2. Nervous Around Giant Advertising Mascots
One of my most feared things is talking dolls (which makes the Stephen King-penned episode of The X-Files one of my biggest nightmares, to bring this full circle) so in Treehouse of Horror VI, I pretty much hate it when the advertising mascots come to life.
(Don’t even get me started on Treehouse of Horror III, just please make sure all terrifying Krusty dolls are set to “good.”)
Anyway, these mascots and supposedly inanimate objects start walking around and killing people and being all, animate, and I just can’t handle it.
In “Attack of the 50-Foot Eyesores” they just have to not look at the advertisements and they’ll go away (to quote Tracy Jordan, “Commentary!”), but they don’t go away fast enough for me and I always look at mascots in real life with nervousness.
Sidebar, when I went to Randy’s Donuts, I said, “wait, isn’t there a dude with the donut?”
I’m too used to Lard Lad.
3. But What If I Have a Twin In The Attic?!?

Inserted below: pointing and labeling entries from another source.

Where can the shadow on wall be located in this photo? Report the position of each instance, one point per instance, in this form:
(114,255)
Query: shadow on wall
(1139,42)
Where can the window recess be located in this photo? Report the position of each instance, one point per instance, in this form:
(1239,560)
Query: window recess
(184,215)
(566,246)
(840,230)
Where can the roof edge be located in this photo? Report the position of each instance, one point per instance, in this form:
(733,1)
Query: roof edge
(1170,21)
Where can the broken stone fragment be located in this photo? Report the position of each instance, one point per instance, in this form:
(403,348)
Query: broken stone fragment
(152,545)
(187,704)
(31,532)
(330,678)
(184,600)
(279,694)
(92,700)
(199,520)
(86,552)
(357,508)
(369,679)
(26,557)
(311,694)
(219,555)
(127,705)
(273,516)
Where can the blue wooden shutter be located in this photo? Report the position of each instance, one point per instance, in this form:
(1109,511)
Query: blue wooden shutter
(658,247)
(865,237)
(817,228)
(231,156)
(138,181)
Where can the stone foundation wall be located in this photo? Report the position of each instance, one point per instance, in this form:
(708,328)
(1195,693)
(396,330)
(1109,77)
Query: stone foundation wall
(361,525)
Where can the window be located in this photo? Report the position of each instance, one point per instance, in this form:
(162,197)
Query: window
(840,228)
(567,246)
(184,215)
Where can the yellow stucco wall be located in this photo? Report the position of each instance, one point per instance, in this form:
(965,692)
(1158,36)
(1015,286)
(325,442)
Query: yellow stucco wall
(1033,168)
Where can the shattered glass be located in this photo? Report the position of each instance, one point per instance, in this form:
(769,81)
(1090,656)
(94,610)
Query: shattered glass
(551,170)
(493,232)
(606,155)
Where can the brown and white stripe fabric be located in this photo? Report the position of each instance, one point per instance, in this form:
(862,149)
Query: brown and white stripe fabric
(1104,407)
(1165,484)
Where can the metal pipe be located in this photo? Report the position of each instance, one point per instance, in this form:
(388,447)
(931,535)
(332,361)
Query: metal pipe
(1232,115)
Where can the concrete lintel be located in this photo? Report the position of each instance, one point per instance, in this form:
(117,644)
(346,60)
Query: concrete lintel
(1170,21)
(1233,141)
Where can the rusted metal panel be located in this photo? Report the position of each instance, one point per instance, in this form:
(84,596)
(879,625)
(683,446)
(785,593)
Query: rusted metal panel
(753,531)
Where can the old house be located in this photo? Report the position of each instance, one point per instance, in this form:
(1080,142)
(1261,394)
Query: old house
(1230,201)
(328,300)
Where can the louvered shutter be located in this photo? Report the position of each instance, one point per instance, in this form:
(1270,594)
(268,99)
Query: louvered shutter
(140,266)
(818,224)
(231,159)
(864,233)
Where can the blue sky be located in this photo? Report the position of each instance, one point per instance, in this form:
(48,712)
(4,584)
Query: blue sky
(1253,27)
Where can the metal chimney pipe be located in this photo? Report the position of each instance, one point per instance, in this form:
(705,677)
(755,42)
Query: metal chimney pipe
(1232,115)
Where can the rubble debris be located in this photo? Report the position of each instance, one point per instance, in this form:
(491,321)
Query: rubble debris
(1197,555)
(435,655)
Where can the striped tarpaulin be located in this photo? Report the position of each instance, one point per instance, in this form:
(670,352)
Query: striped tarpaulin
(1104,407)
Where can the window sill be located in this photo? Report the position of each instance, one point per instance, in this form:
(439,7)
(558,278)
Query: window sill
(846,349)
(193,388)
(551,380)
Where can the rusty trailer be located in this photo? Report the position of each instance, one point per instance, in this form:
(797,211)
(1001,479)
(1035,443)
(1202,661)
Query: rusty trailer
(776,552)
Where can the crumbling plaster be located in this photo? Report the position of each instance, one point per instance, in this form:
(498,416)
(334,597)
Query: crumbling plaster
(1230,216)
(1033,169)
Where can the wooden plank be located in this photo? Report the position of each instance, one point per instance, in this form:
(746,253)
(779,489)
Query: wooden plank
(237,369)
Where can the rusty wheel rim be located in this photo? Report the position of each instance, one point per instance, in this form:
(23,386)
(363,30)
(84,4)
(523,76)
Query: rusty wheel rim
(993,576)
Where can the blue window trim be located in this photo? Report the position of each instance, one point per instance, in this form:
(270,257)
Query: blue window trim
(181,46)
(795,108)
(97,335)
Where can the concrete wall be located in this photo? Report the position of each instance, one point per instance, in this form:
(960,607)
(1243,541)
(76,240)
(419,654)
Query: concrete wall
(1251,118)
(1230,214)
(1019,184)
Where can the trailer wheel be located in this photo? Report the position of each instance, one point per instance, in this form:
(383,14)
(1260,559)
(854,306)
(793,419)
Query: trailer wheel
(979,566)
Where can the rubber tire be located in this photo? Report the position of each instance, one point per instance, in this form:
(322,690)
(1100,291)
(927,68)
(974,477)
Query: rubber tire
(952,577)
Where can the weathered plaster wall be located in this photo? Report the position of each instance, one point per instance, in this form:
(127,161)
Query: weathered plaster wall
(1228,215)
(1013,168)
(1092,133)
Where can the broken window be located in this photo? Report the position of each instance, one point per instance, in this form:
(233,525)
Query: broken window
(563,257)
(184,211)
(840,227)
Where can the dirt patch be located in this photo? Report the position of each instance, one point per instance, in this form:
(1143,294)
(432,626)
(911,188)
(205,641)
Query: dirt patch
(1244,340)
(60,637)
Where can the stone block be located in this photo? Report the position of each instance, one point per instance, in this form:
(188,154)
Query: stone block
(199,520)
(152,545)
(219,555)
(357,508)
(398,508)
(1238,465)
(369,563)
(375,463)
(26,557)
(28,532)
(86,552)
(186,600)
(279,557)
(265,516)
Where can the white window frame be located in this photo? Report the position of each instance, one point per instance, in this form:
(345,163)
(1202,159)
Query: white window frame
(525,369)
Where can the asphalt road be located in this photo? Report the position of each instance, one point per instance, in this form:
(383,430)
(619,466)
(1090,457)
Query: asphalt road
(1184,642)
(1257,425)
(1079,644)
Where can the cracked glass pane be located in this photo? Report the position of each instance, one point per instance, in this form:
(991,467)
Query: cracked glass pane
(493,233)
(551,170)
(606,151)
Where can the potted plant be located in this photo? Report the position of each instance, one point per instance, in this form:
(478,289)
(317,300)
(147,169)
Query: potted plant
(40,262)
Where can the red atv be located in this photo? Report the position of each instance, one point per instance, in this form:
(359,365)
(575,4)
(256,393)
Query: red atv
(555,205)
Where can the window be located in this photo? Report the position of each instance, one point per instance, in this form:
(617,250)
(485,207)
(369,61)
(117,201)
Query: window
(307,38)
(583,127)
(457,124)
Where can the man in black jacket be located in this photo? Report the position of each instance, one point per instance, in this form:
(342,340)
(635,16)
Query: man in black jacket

I’m going to make a bold statement here but: Treehouse of Horror VII is my favorite one. I actually don’t think that’s a bold statement at all, I think it’s just a solid episode but doesn’t it sound dangerous when someone says they’re going to make a bold statement? (Ugh but also the first one is amazing. SIGH)
I love Lisa making new life in her science fair project petri dish (“imitoot you exarctly” is one of my favorite jokes) and again, let me say again, “I voted for Kodos.”
But I really really love the first part of this episode when they find out Bart had an evil twin, Hugo, who Homer and Marge keep in the attic.
Obviously it turns out Bart was actually the evil twin and they should have been making HIM eat fish heads in the attic but ah well. Also, gotta admire Hugo for his pigeon-rat.
4. Terrified Of Traveling Back In Time
From Treehouse of Horror V, (oh goodness, all three of this one are amazing too – I’m a fraud!) we learn how to time travel, or, actually, how NOT to time travel.
Homer Simpson: Okay, don’t panic! Remember the advice Dad gave you on your wedding day.
Grandpa Simpson: [Flashback] If you ever travel back in time, don’t step on anything. Because even the slightest change can alter the future in ways you can’t imagine.
And I honestly don’t know where I first learned about the Don’t-Alter-Anything-In-the-Past-Because-It-Will-Change-Everything-In-the-Future thing, but I’d like to think I learned it from this episode. And now I’m convinced that I’ll accidentally travel back in time, step on a bug, and TV won’t exist. And that would be a nightmare.
5. Pretty Concerned About Having Someone Else’s head Attached to My Body
For whatever reason, there’s an ongoing theme of someone’s head needing to be attached to another person’s body in the world of Treehouse of Horror.
In Treehouse of Horror II, Mr. Burns’ head gets stitched onto Homer’s body after attempting to steal Homer’s brain for a robot he was building. Obviously the robot was dumb like Homer so they put the brain back but then the robot crushes Mr. Burns and the only way to save him is by SEWING HIS HEAD ONTO HOMER.
I didn’t go to Hollywood Upstairs Medical College but this still seems pretty far-fetched for the real world. But obviously I’m a dum-dum and think about this all the time. WHAT IF IT’S THE ONLY WAY TO SAVE ME?!?!
And then they did it again in the most recent Treehouse of Horror! (XXIV!) Bart loses his head and gets attached to Lisa’s body and then they’re in an accident and Bart is attached to Selma and Lisa is attached to Krusty! So nuts!
And I leave you with one of the best lines: “He was a zombie?”